American Poetry to WWI with Professor McAleavey

A course to consider for Fall 2015!

Walt Whitman
(Library of Congress)


ENGLISH 3620.10   FALL 2015                  American Poetry to WW I
TR 4:45-6:00                        CRN: TBA                  Room: TBA
David McAleavey     Rome 655      202-994-6515           Office Hours: TBA
This course satisfies the CCAS Oral Communication G-PAC requirement.
(Syllabus still subject to change.)
General Description:
This is the first half of a broad survey of American poetry from its beginnings to the present. In 3620, we will read from the 17th century up into the very early 20th century. (In 3621, offered in Spring 2016, we will continue forward chronologically, ending with vital living poets.) The two most important poets we’ll be examining in 3620 are Emily Dickinson and Walt Whitman, both of whom did crucial work from mid-century through the Civil War and in the decades after.

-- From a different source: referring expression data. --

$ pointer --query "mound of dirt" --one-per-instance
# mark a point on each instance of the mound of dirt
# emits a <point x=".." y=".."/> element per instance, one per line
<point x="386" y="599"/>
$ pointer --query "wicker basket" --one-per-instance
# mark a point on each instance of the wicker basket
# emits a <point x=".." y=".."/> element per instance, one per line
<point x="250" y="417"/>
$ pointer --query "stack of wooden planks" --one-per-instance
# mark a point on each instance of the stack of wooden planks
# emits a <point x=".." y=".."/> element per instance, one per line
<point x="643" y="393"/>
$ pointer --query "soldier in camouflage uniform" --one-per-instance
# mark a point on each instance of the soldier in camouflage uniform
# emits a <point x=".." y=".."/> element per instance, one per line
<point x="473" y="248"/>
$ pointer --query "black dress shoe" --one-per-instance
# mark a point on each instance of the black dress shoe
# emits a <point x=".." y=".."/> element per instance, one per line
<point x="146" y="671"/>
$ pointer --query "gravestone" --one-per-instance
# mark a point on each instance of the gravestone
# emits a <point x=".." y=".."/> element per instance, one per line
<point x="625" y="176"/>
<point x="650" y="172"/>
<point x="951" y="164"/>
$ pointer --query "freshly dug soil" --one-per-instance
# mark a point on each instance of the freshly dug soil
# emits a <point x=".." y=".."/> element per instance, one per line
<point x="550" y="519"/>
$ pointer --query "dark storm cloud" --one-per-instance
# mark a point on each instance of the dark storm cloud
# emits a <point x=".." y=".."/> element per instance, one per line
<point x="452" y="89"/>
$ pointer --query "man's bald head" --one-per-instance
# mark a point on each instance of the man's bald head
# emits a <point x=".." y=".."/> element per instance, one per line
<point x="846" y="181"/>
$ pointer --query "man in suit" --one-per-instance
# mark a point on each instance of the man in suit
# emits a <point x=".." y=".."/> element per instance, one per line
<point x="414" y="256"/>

However, we will start with earlier poets whose work has continuing artistic appeal and historical relevance, Anne Bradstreet (17thcentury) and Phillis Wheatley (18th century) among them. From the earlier part of the 19th-century, we will consider William Cullen Bryant, Edgar Allan Poe, Ralph Waldo Emerson, Henry Wadsworth Longfellow, and John Greenleaf Whittier; later poets we will read include Emma Lazarus, E. A. Robinson, and Paul Lawrence Dunbar.
Requirements:
Because this course is designed to address the CCAS oral communication requirement, students will be expected to deliver multiple brief informative presentations about specific poems throughout the semester. These presentations will be graded in terms of their effectiveness. There will be a midterm and a final (formats to be determined), as well as a documented persuasive paper (8-10 pp., prior to Thanksgiving).